Responses are part of the contract
Tool schemas are not the only context leak. Raw responses are another one.
If your server sends back every default flag, timestamp, empty field, nested SDK object, and transport detail, that output becomes the next input. You changed what the model has to reason over next.
So shape responses for agents:
- omit default false/null noise;
- flatten common read shapes;
- return IDs and summaries when that is enough;
- make verbose mode explicit;
- keep raw SDK output as an escape hatch, not the default.
The model should spend context on the user’s task, not on your vendor’s JSON habits.
This scales better than endpoint-shaped MCP tools
The two-tool pattern is not magic.
You still need a real operation registry. You still need validation, permissions, batching, rate limits, idempotency, and careful response design.
But it scales in the dimension that matters for AI agents.
Adding operations does not expand the MCP tool list.
Adding entities does not expand the MCP tool list.
Adding optional fields does not force every conversation to carry another schema blob.
The model keeps two stable affordances:
- execute an operation;
- describe an operation.
Everything else is server-side interface design.
The principle
MCP is not just a plugin protocol for AI tools.
It is LLM infrastructure. It is a context protocol.
If you expose twenty tools because your REST API has twenty endpoints, you are making the model pay for your backend architecture. If you connect ten MCP servers built that way, the tool surface becomes its own context problem.

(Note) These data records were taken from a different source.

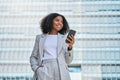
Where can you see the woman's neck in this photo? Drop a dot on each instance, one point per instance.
(53, 32)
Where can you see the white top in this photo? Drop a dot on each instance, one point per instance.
(50, 47)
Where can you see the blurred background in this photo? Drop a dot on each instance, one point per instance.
(97, 46)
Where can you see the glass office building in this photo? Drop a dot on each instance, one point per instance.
(97, 46)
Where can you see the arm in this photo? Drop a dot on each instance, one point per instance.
(69, 49)
(34, 55)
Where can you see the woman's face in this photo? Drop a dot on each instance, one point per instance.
(57, 23)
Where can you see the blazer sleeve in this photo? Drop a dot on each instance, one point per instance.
(68, 54)
(34, 55)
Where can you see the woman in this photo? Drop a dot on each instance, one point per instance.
(51, 53)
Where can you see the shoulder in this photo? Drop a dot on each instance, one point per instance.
(38, 36)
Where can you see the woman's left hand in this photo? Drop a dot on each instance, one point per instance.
(71, 40)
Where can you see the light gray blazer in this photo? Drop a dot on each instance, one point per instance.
(64, 56)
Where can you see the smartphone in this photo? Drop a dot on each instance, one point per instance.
(71, 32)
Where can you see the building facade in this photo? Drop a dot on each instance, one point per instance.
(97, 46)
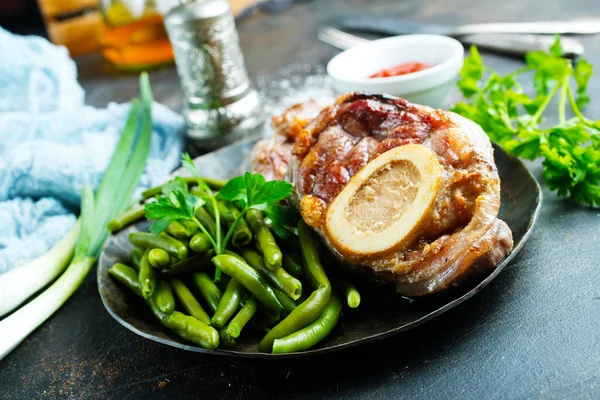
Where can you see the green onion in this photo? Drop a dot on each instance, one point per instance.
(112, 197)
(19, 284)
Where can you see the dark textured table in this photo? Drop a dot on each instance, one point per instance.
(532, 333)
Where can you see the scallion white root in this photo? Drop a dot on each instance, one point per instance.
(19, 284)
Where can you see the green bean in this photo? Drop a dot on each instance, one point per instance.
(264, 239)
(293, 265)
(186, 326)
(178, 230)
(237, 323)
(352, 294)
(251, 280)
(312, 307)
(171, 245)
(229, 303)
(199, 243)
(136, 257)
(164, 297)
(286, 301)
(191, 226)
(278, 277)
(307, 337)
(241, 235)
(209, 291)
(215, 184)
(127, 276)
(126, 218)
(189, 302)
(159, 258)
(226, 338)
(195, 263)
(146, 276)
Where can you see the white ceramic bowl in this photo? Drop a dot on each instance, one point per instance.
(350, 70)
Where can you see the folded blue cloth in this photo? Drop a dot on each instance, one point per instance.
(52, 145)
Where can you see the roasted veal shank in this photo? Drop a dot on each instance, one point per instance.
(403, 191)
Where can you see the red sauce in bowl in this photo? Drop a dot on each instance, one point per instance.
(402, 69)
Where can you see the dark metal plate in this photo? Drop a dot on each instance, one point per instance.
(379, 315)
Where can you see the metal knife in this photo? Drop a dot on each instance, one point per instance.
(393, 26)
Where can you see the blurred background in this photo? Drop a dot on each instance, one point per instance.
(124, 31)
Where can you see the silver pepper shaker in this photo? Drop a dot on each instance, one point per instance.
(221, 104)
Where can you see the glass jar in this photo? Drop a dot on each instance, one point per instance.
(133, 36)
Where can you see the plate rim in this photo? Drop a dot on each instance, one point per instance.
(355, 342)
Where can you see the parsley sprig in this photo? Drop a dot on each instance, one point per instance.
(513, 119)
(250, 191)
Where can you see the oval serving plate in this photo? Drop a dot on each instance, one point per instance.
(377, 317)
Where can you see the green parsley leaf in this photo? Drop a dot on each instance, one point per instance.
(176, 205)
(582, 73)
(512, 118)
(282, 219)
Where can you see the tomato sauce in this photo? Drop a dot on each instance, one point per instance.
(402, 69)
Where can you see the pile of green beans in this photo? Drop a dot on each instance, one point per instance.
(281, 290)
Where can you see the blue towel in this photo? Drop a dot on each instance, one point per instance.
(52, 145)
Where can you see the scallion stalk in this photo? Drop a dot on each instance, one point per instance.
(113, 195)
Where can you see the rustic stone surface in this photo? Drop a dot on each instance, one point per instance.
(532, 333)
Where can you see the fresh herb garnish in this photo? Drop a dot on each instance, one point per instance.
(250, 191)
(511, 118)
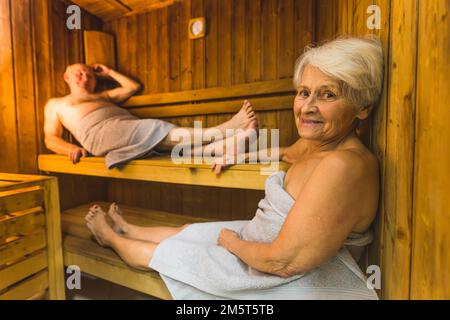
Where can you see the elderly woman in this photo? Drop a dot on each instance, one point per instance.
(307, 231)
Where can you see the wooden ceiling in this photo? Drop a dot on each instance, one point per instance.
(112, 9)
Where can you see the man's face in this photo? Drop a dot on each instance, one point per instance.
(80, 76)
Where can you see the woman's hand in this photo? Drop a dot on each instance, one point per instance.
(101, 70)
(76, 154)
(226, 238)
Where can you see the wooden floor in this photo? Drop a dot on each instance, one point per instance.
(163, 169)
(82, 250)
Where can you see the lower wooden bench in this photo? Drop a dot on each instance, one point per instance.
(80, 248)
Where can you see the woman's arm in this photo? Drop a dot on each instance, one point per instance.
(323, 215)
(286, 154)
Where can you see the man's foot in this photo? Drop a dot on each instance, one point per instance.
(96, 222)
(119, 226)
(244, 119)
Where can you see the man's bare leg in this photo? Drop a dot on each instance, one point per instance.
(245, 119)
(135, 253)
(128, 230)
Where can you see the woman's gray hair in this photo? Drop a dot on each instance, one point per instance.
(356, 63)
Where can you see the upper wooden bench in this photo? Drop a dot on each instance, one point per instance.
(265, 96)
(162, 169)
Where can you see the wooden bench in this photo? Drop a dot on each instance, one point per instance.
(31, 262)
(81, 250)
(162, 169)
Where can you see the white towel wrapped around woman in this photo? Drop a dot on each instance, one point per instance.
(193, 266)
(119, 136)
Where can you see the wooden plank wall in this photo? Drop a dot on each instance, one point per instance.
(410, 139)
(246, 41)
(36, 47)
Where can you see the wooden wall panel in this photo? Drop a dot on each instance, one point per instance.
(242, 44)
(399, 158)
(24, 85)
(9, 157)
(431, 239)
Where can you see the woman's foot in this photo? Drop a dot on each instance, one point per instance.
(96, 223)
(244, 119)
(119, 225)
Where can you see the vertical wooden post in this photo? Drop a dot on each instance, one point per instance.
(430, 263)
(54, 240)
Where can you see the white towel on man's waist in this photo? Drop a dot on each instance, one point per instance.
(193, 266)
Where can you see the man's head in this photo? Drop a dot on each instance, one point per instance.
(80, 78)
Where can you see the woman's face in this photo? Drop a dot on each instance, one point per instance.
(320, 110)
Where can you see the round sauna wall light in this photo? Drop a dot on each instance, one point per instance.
(197, 28)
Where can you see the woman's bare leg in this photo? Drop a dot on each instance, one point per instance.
(128, 230)
(135, 253)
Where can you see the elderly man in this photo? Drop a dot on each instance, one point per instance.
(105, 129)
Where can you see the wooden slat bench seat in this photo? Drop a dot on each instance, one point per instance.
(81, 250)
(162, 169)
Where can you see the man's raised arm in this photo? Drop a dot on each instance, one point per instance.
(53, 131)
(127, 88)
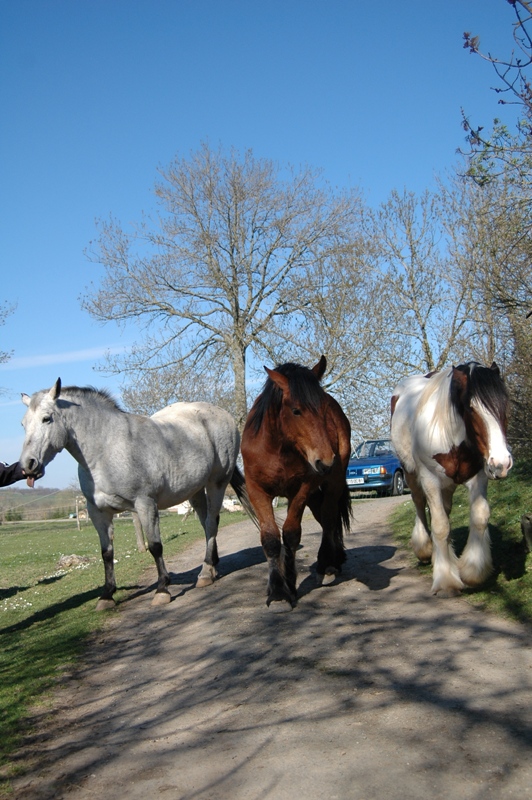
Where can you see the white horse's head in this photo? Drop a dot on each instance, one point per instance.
(46, 434)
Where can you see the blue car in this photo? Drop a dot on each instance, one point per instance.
(374, 466)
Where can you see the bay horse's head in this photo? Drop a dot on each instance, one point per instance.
(479, 395)
(294, 394)
(45, 433)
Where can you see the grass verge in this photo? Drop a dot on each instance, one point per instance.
(47, 612)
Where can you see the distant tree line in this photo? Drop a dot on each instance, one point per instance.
(246, 263)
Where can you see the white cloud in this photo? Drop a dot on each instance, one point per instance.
(89, 354)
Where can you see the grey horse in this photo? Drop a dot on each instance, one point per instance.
(186, 451)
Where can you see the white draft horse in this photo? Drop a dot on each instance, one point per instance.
(186, 451)
(449, 428)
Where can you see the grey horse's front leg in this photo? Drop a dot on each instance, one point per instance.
(148, 513)
(207, 504)
(103, 522)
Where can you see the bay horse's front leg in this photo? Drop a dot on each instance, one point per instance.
(280, 595)
(103, 522)
(148, 513)
(325, 504)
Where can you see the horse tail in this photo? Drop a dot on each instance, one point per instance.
(345, 511)
(238, 483)
(344, 519)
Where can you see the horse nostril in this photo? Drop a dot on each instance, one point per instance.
(321, 468)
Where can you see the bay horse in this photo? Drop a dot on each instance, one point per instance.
(186, 451)
(296, 444)
(449, 428)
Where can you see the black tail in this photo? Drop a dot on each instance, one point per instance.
(238, 482)
(345, 510)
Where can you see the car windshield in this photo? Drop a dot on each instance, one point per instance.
(373, 447)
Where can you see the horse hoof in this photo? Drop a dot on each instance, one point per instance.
(204, 580)
(327, 579)
(161, 599)
(280, 606)
(446, 593)
(103, 604)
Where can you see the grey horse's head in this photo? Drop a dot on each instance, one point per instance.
(45, 432)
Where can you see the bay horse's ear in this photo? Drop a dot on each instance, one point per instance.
(55, 391)
(319, 368)
(280, 380)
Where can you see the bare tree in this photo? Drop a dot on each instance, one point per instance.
(223, 259)
(6, 310)
(429, 294)
(499, 150)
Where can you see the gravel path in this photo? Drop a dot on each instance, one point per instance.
(370, 689)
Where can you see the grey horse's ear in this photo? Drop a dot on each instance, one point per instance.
(55, 391)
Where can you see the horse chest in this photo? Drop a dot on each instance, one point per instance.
(461, 463)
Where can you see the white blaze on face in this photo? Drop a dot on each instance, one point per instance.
(498, 459)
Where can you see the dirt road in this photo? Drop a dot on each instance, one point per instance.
(368, 689)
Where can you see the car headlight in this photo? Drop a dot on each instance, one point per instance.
(374, 471)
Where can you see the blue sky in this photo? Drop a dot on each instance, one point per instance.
(95, 95)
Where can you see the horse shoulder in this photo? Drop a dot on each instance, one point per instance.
(339, 428)
(460, 463)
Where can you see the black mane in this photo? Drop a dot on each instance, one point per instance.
(486, 385)
(305, 390)
(89, 391)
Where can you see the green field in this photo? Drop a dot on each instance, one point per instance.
(47, 612)
(509, 591)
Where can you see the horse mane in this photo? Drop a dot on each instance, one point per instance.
(305, 390)
(83, 392)
(486, 387)
(483, 385)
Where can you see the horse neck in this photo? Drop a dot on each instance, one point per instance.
(89, 424)
(437, 413)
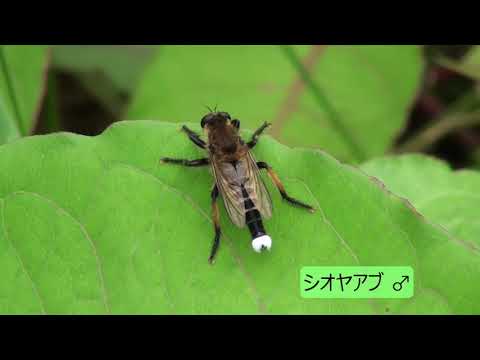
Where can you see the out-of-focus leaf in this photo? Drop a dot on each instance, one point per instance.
(371, 87)
(22, 86)
(449, 198)
(468, 66)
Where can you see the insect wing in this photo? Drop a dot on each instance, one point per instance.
(231, 195)
(260, 195)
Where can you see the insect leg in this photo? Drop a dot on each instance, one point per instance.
(194, 137)
(184, 162)
(236, 123)
(216, 224)
(257, 134)
(279, 185)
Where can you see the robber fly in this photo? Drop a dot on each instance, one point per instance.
(237, 177)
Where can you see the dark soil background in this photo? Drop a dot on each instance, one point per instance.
(84, 112)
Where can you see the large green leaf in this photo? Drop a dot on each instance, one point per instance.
(371, 87)
(98, 225)
(22, 85)
(447, 197)
(469, 65)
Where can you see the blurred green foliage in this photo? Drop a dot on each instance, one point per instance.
(22, 87)
(371, 87)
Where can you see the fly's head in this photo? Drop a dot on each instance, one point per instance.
(222, 135)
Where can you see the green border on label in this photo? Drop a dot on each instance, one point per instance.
(356, 282)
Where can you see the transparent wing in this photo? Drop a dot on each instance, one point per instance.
(232, 199)
(232, 193)
(260, 195)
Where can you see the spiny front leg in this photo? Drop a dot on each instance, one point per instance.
(216, 225)
(281, 188)
(185, 162)
(194, 137)
(257, 134)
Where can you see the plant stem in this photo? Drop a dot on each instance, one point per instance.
(444, 125)
(332, 115)
(11, 93)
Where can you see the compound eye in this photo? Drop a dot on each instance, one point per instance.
(203, 122)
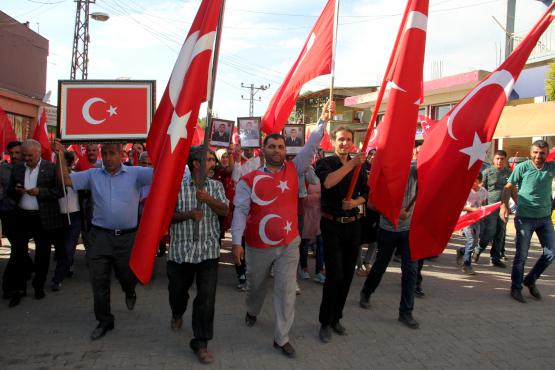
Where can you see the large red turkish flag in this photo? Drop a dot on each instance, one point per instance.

The better MCP server is not the one with the longest tool list.
It is the one that lets the model carry the smallest useful interface while still reaching the full system behind it.
One tool to do the work.
One tool to ask for the shape.
Everything else belongs behind the server.
That is the approach I used in my Notion MCP Server GitHub repository: dozens of operations, two public tools. The package is published as notion-mcp-server on npm.
Not because Notion is special.
Because the pattern applies to any MCP server that would otherwise turn into a schema dump with a transport layer.